The UAE stock markets must conclusively break their correlation with global exchanges to sustain upward momentum in the longer term, according to Mohammed Ali Yasin, Shuaa Securities chief executive.

"The United States is heading for recession, while Europe can expect a slowdown at the very best, and so the rallies in their stock markets are unlikely to be sustained," he said. "But the UAE economy is still growing and can support a prolonged stock rebound, but only if we can isolate our markets from the negative global sentiment."

If this is achieved, the UAE could become a safe haven for overseas funds, especially now that the government has guaranteed all bank deposits.

"The Emirates could be the best place for foreigners to put their cash and the dirham's dollar peg means there is little currency risk," said Yasin.

"It will depend on how critical the situation is in foreigners' home markets, but if stock markets can continue to show growth while elsewhere slows down, then I expect significant foreign cash to return. Whether this will be just as liquidity or for investment as well is difficult to say."

However, the UAE authorities must also learn the bitter lessons from the influx, and subsequent sudden flight of foreign capital over the past 12 months.

This saw overseas funds pump money into stocks and bank deposits in the expectation of a revaluation of the dirham, before abruptly withdrawing this money after increasing turmoil in Western markets left them desperate for cash and the hopes of currency reform receded. "Last time, the money came in before necessary regulations were in place and it's much harder to implement rules after the fact," said Yasin.

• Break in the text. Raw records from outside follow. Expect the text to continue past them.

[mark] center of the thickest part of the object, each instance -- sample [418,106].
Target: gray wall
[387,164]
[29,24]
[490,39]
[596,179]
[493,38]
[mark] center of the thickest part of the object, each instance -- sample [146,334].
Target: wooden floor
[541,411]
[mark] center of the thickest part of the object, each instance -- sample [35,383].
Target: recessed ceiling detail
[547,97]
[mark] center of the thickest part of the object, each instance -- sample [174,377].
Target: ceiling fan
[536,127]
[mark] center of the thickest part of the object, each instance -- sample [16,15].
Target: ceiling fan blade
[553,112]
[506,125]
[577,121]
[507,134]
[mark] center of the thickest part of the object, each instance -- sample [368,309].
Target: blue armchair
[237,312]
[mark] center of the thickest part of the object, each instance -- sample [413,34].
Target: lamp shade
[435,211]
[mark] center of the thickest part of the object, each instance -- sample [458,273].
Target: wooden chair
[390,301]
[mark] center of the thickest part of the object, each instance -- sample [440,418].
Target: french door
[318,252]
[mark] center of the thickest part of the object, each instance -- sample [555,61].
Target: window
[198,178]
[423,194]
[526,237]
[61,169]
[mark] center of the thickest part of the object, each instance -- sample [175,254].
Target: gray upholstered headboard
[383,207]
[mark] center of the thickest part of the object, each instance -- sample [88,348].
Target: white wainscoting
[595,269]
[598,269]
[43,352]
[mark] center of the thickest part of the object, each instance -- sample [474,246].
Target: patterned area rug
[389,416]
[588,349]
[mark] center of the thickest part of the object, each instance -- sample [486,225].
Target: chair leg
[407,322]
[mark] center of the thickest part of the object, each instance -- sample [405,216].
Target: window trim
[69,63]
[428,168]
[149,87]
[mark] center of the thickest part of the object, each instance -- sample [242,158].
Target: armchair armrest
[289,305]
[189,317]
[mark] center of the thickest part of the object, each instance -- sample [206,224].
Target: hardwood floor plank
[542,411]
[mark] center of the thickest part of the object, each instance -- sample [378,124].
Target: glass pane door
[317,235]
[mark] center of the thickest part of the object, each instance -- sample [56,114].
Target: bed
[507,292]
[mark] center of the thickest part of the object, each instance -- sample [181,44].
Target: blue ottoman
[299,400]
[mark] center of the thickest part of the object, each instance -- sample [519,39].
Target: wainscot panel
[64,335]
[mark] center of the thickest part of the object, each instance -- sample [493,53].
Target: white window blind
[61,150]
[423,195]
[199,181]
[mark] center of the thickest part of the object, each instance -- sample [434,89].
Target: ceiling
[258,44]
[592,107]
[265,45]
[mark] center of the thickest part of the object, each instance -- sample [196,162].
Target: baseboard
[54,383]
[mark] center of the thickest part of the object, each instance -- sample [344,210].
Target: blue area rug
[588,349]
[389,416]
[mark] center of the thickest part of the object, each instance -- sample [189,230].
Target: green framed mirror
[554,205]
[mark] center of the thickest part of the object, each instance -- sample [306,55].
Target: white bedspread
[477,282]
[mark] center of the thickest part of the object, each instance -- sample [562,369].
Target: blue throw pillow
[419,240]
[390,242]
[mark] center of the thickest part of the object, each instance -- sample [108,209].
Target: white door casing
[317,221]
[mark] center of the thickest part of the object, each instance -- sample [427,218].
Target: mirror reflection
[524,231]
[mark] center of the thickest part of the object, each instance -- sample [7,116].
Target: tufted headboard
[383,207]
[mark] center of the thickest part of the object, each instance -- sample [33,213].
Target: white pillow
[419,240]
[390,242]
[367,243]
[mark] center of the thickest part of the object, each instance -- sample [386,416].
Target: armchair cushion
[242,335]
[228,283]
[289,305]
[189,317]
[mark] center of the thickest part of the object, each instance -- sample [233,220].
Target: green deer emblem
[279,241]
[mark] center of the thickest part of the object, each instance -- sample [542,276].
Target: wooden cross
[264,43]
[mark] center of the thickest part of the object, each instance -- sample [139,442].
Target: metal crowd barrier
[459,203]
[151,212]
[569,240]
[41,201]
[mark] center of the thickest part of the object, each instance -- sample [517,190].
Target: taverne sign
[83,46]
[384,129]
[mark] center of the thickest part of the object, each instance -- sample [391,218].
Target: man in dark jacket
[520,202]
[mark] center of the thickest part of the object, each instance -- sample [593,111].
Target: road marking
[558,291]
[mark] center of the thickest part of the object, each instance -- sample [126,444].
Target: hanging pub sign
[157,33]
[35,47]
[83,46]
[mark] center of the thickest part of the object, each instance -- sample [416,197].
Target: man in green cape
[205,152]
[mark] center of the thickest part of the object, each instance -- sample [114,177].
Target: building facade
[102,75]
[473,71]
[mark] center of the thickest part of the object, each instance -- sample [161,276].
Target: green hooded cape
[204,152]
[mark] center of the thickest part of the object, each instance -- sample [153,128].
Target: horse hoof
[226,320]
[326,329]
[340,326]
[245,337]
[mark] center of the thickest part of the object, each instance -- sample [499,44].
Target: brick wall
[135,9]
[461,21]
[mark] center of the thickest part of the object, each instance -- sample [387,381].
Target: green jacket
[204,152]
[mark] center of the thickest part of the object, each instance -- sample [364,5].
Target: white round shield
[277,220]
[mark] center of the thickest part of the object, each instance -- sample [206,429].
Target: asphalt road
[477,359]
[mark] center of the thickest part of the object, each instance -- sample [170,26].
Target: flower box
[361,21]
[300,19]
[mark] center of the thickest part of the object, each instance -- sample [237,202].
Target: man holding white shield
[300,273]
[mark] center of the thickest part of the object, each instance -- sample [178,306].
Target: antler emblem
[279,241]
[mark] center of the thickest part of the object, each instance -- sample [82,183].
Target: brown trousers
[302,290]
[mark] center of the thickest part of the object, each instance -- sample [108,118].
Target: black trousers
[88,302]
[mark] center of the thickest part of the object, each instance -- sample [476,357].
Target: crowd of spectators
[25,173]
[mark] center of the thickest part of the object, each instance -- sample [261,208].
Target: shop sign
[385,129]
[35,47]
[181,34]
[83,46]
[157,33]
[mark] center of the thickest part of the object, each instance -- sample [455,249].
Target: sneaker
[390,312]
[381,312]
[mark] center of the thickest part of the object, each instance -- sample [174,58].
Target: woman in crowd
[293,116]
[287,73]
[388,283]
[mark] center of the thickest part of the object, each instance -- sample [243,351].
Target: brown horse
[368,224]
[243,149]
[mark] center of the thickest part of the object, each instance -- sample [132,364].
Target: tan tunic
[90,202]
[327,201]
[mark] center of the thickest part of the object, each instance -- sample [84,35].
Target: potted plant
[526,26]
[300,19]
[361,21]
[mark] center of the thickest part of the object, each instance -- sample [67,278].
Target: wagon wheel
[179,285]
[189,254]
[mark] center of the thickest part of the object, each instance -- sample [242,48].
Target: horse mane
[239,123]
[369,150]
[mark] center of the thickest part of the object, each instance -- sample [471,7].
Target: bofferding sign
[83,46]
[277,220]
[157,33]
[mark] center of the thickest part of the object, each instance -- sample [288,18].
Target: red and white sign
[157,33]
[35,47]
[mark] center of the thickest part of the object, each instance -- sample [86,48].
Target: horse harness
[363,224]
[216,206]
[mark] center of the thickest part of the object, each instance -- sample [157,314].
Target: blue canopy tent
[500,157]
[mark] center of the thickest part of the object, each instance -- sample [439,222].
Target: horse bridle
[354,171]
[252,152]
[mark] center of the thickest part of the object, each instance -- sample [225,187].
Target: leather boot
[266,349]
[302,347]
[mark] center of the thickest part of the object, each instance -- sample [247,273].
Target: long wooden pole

The UAE has long stated it is an open economy and so will not try to restrict he free movement of capital, but Yasin still believes the authorities can still do more.

"Last month, the Central Bank announced that 90 per cent of hit money had left the market, but it's not just a question of revealing statistics," said Yasin.

"What will the authorities do in response to the withdrawal of this money? They need to be ready with funds to make up for the shortfall in liquidity."

Interbank lending has dwindled since July. Short-term deposits from overseas institutions were used for long-term loans, but once these deposits were withdrawn, the banks struggled for liquidity.

This cash famine has been a key contributor to the stock market crash of the past three months.

"It looks as though we are emerging from the most serious international financial

crisis for decades and we need to ensure we're better prepared locally for when something similar happens again," added Yasin.


DP WORLD SURGES

DP World surged 7.14 per cent yesterday on reasonable volumes.

It has increased by a third over the past two sessions and yesterday added 7.14 per cent to $0.60 after 19 million shares changed hands. Technical analysis suggests it will continue to climb until its neckline resistance area of $0.73. Depa also advanced, adding 3.33 per cent to end on $0.62.

No other stocks were active on the Dubai International Finance Exchange.